Master Thesis : Reconstructing 3D mesh from video sequence

Martin Bujnak,
Department of Computer Graphics and Image Processing
Faculty of Mathematics, Physics and Informatics, Comenius University Bratislava, Slovakia.

Supervisor: RNDr. Martin Samuelcik
Aim: To obtain 3D mesh of the scene from images captured by uncalibrated hand-held camera
Key words: Structure-from-motion, Uncalibrated video, Self calibration, Feature tracking, Dense reconstruction, Radial lens distortion



      This thesis aims to create complete 3D reconstruction of real scene from uncalibrated video sequence. My work deals with image features correspondence problem reduced to feature tracking throughout image sequence, camera tracking with retrieving cameras positions and camera calibration, and finally dense scene reconstruction represented in 3D mesh.
      Even input consists of un-calibrated images, algorithm assumes that images were taken by camera with these restrictions to intrinsic parameters: zero-skew, principal point is at image center and aspect ratio of 1. Camera focal length can vary across the sequence. Images must be processed in the order of how they were captured. Motion between two consequent frames is assumed to be small.
      Main contribution of this work is in simple feature detector and tracker, novel fast on-line structure from motion algorithm based on two-view geometry, dense reconstruction based on new stereo algorithm and 3D mesh extraction. In this work I also describe linear method for calibrating cameras only from input image (self-calibration). Experimental method for lens radial distortion detection based on two-view geometry is also presented here.

Achieved results

Tracking process

Good feature to track

Skipped feature


Guided matching

Structure from motion

Quasi calibrated pair

From top view


Dense reconstruction


Disparity (blue)


Following video were compressed using DivX 5 codec.



Girl in a train

original sequence by [1]



Additional video
Cescg 2005 - structure from motion overview
Cescg 2005 - dense reconstruction

Conclusion and future work

      This thesis presented a sequential approach for creating calibrated motion and structure from un-calibrated video sequence with dense 3D reconstruction of the space. Sequential processing allows us to process input video directly from camera stream. Biggest advantage of processing from stream is that we can skip process of storing to disk and v?ideo compression which leads to better quality (due to uncompressed transfer).

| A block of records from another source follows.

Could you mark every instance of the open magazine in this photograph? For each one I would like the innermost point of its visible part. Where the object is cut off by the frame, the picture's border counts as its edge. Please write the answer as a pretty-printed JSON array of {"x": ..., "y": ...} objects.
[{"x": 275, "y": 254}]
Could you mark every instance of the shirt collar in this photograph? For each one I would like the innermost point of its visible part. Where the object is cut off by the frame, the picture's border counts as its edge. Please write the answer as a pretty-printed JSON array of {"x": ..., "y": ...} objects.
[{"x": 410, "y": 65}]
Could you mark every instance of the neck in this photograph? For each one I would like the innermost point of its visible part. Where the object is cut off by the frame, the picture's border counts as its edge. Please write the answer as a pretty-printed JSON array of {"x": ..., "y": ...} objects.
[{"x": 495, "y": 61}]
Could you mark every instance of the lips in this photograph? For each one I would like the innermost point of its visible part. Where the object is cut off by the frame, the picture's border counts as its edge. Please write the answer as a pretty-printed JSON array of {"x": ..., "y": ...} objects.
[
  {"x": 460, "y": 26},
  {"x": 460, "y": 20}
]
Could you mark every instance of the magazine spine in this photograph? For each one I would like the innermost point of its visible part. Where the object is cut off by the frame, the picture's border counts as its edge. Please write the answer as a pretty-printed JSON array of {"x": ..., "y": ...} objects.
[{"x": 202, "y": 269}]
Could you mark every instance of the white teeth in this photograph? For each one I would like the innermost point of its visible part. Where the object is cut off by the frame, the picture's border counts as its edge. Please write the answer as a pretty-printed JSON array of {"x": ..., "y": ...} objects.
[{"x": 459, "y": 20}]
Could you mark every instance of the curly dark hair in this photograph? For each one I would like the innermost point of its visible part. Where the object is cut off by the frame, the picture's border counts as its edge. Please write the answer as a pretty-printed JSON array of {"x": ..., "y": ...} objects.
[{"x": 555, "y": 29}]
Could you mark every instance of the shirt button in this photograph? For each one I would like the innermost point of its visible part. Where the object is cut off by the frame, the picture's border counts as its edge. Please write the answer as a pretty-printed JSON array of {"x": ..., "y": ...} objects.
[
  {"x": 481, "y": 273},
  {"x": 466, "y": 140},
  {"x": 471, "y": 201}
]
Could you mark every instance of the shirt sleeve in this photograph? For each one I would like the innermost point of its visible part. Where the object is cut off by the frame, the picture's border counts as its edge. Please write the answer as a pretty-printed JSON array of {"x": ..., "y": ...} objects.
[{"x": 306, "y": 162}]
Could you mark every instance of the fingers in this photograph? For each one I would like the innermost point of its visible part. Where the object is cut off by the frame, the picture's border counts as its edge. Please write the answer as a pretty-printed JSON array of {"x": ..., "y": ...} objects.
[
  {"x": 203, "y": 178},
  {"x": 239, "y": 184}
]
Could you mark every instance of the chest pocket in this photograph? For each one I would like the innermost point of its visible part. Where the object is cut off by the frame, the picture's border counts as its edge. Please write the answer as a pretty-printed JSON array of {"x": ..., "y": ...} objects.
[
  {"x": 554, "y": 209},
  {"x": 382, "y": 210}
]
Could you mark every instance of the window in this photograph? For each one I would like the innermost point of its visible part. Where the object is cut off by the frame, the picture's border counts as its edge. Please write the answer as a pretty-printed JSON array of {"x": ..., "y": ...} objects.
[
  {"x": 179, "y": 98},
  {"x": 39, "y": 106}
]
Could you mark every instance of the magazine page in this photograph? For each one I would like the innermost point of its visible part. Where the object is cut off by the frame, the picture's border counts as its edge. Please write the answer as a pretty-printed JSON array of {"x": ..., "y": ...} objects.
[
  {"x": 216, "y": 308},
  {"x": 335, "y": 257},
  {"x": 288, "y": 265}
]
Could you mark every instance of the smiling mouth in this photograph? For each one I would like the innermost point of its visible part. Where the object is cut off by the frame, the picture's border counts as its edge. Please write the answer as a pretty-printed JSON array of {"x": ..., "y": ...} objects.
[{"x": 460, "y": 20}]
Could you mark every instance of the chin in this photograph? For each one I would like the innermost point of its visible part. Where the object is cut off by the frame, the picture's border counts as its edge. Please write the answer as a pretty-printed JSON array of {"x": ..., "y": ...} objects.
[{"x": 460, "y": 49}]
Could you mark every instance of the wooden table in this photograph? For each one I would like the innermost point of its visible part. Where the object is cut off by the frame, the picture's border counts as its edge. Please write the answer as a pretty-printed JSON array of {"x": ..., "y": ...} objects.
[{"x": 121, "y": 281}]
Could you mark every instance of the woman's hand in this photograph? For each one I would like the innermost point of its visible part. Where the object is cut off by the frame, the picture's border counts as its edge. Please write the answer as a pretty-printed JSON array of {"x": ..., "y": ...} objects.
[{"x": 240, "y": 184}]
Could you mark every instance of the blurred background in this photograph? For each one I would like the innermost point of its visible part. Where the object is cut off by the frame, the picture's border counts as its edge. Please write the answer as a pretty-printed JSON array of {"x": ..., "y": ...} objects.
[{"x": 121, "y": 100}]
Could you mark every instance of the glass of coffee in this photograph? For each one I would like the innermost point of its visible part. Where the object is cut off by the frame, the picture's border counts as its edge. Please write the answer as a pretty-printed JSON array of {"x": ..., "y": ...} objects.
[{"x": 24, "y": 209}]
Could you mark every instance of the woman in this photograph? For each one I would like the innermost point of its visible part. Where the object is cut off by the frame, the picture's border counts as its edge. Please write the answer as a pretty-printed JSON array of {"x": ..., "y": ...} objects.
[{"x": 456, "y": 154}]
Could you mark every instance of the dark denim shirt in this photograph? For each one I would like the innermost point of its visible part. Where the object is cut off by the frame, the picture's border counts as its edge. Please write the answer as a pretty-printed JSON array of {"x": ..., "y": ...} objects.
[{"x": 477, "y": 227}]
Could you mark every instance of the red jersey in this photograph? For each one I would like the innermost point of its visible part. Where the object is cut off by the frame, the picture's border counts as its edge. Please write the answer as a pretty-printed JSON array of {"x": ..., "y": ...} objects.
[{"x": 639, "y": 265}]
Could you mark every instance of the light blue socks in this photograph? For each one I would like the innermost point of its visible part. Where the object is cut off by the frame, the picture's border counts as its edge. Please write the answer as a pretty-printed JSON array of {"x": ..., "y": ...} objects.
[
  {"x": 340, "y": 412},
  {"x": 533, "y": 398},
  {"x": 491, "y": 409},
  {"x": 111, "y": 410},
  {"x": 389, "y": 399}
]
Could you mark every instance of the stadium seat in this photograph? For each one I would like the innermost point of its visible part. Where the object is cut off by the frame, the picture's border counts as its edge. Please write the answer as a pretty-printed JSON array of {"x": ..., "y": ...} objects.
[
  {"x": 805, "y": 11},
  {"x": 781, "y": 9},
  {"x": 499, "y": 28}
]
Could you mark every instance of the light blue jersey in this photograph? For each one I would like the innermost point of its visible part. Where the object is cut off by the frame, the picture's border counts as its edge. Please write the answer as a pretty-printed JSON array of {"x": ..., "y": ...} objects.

      Because there is always a noise in the images it is not good to calculate camera position from only two views. Therefore in future it would be better to improve camera projection matrix calculation, using more images, maybe using factorization approach. My experiences with real camera also showed that if principal point is not in image centre, than scene stay skewed even after self-calibration. For cheap hand held cameras it is unexpected to have principal point at image center. Allowing principal point to be constant (non zero) or to be varying leads to non-linear self-calibration algorithm [4].

      Since there are always many ambiguities in dense reconstruction process I recommend using algorithm where user can control algorithm pipeline. This is possible and effective when algorithm responds to user interaction promptly. Slowest part in my reconstruction pipeline is algorithm for dense reconstruction. Because it works in rectified space, more scan lines can be processed parallel and thus it is possible to drop down response time.

      More work need to be done also in process of triangulation. It would be better to extract dense point cloud and generate surface using point cloud approximation algorithms.

  1. M. Pollefeys - L. Van Gool - M. Vergauwen - F. Verbiest - K. Cornelis - J. Tops - R. Koch. Visual modeling with a hand-held camera, International Journal of Computer Vision 59(3), 207-232, 2004.

  2. M. Han - T. Kanade. Creating 3D Models with Uncalibrated Cameras, proceeding of IEEE Computer Society Workshop on the Application of Computer Vision (WACV2000), December 2000.

  3. P. Sturm - B. Triggs. A Factorization Based Algorithm for Multi-Image Projective Structure and Motion, 4th European Conference on Computer Vision, Cambridge, England, April 1996, pp. 709-720 .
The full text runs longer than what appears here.